Nikola Selaković, Minister of Foreign Affairs of the Republic of Serbia

By all accounts, 2022 will be one of the most challenging years. Some of the biggest challenges will be the road from a pandemic to an endemic situation, worrying about inflation, green agenda, energy and climate crisis… What do you think will be the biggest challenges in Serbia?

In the not-so-distant past, overwhelmed by internal problems but also often by poor leadership, Serbia had been reactive in foreign policy for so many years, unprepared to deal with global challenges. In the past seven or eight years, we have managed to get rid of this bad habit and to be prepared for what comes ahead. I have to underline that this was possible primarily thanks to the energy and vision of President Aleksandar Vučić and his talent to anticipate challenges. Serbia was one of the countries that did its absolute best when it came to timely procurement of medical ventilators and vaccines, so we went through the energy crisis that continues to shake a good part of Europe relatively unscathed and managed to become leaders in attracting foreign investments and economic growth. We are not an isolated island and we cannot be fully immune to the problems in our immediate and wider environment, but thanks to internal political stability, economic development and strategic planning, I can proudly say that we have learned to act on time and that if we cannot fully to protect ourselves from global earthquakes, at least let us not be at their epicentre.

This year, Serbia will hold presidential, parliamentary and Belgrade elections on April 3rd. What should be the priorities of the new Government of the Republic of Serbia (its ministries) and the president of the state?

I am confident that the Serbian citizens will vote for the continuity of the responsible state-building policy that we have been pursuing in the past years. I am sure that there is widespread awareness that political stability is our comparative advantage and that the sustainable economic development of Serbia and its modernization is unequivocally in the general interest. In regard to the Ministry that I helm, and regardless of the outcome of the upcoming elections, it should work on the existing priorities – that is boosting Serbia’s reputation in the world, strengthening old and traditional friendships and redefining relations with countries with which we have not always had a mutual understanding.

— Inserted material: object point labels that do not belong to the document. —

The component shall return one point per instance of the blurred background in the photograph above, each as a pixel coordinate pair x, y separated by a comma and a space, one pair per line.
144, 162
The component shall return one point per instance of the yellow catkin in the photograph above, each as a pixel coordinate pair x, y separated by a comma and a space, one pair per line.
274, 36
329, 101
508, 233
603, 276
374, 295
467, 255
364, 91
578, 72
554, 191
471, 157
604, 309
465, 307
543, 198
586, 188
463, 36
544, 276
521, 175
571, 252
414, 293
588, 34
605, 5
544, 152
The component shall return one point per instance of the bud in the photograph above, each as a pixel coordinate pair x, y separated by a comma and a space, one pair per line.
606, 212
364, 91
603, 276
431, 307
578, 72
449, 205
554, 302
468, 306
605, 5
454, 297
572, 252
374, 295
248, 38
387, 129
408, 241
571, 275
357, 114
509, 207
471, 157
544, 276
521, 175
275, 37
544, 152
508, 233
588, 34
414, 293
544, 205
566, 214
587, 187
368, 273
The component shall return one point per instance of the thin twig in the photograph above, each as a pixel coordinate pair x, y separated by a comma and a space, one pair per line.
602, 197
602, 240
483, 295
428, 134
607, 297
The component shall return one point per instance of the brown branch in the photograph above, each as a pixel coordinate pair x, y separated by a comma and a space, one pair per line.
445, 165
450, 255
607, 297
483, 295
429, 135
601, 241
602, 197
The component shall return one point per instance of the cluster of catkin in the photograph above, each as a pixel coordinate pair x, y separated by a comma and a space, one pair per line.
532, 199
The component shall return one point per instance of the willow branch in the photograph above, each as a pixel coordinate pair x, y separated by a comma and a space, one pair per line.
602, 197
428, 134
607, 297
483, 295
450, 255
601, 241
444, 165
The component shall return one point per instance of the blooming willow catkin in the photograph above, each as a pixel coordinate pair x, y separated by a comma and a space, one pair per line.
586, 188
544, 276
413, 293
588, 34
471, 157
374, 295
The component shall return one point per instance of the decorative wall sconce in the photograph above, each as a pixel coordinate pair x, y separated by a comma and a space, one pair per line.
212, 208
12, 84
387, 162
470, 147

Also, the Ministry should hire more staff, reinforce its economic diplomacy, continue working with the Serbian citizens in the region and the diaspora, and above all, work on defending the state and national interests when it comes to Kosovo and Metohija. I believe that I share everyone’s sentiment when I say that the whole world is entering a politically uncertain and unstable phase, and that the only way for Serbia to remain unharmed in all this is to know what we want, to pursue our own interests and to consistently maintain our policy of military neutrality and political independence.